Sortir de la crise actuelle
Le mouvement réformateur iranien réclame un referendum

La principale coalition du camp réformateur en Iran a appelé mercredi à un referendum. Elle veut ainsi sortir de la «crise» née du mouvement de contestation engendré par la mort en détention d'une jeune femme.
Publié: 09.11.2022 à 16:18 heures
Le mouvement de protestation n'a jamais eu une telle ampleur.

L'Iran est le théâtre d'un mouvement de contestation sans précédent, déclenché par la mort de Mahsa Amini, arrêtée par la police des mœurs.
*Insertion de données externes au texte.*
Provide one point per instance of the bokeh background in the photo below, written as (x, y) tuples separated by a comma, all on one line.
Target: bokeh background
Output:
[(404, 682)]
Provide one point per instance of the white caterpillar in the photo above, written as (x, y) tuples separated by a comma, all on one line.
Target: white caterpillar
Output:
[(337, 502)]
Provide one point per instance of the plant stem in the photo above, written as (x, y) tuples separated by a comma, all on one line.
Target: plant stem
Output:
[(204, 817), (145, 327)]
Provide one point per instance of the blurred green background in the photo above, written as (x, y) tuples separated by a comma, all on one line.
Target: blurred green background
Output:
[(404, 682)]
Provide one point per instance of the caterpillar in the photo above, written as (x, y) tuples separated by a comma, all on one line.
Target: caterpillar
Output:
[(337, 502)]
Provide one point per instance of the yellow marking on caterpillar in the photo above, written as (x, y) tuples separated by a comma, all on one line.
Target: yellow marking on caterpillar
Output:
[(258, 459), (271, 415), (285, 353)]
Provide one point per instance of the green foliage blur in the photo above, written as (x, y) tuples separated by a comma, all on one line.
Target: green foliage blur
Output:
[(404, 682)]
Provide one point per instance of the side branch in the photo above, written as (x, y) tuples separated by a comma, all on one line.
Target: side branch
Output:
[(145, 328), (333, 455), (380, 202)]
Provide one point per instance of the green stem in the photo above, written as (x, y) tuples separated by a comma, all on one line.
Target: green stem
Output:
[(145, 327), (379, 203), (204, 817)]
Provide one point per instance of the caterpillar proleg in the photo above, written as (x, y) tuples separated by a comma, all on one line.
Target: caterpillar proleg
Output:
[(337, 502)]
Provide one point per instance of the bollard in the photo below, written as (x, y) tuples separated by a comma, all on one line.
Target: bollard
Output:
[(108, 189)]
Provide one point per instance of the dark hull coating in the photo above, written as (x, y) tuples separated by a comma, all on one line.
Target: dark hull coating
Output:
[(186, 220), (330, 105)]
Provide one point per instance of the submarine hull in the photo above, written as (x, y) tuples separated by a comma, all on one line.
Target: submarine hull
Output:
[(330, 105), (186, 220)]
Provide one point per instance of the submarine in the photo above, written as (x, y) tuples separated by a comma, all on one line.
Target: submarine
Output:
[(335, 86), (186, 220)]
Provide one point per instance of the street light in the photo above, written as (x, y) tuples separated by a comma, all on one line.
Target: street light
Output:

Les forces de l'ordre lui reprochaient d'avoir enfreint le code vestimentaire de la République islamique, imposant notamment le port du voile en public.

«Le Front des réformes iranien exige des changements immédiats, courageux et novateurs» de l'Etat afin d'ouvrir «un dialogue efficace à échelle nationale», écrit le mouvement dans son communiqué publié sur leur site.

Possibilité de referendum?

Formé en mars 2021 par les proches de l'ex-président réformateur Mohammad Khatami, le Front des réformes est composé de partis du camp réformateur.

«Cette première action est même possible en s'appuyant sur (...) la constitution actuelle et en la mettant en œuvre intégralement, y compris (...) l'article 59 sur l'organisation d'un référendum», a ajouté le texte.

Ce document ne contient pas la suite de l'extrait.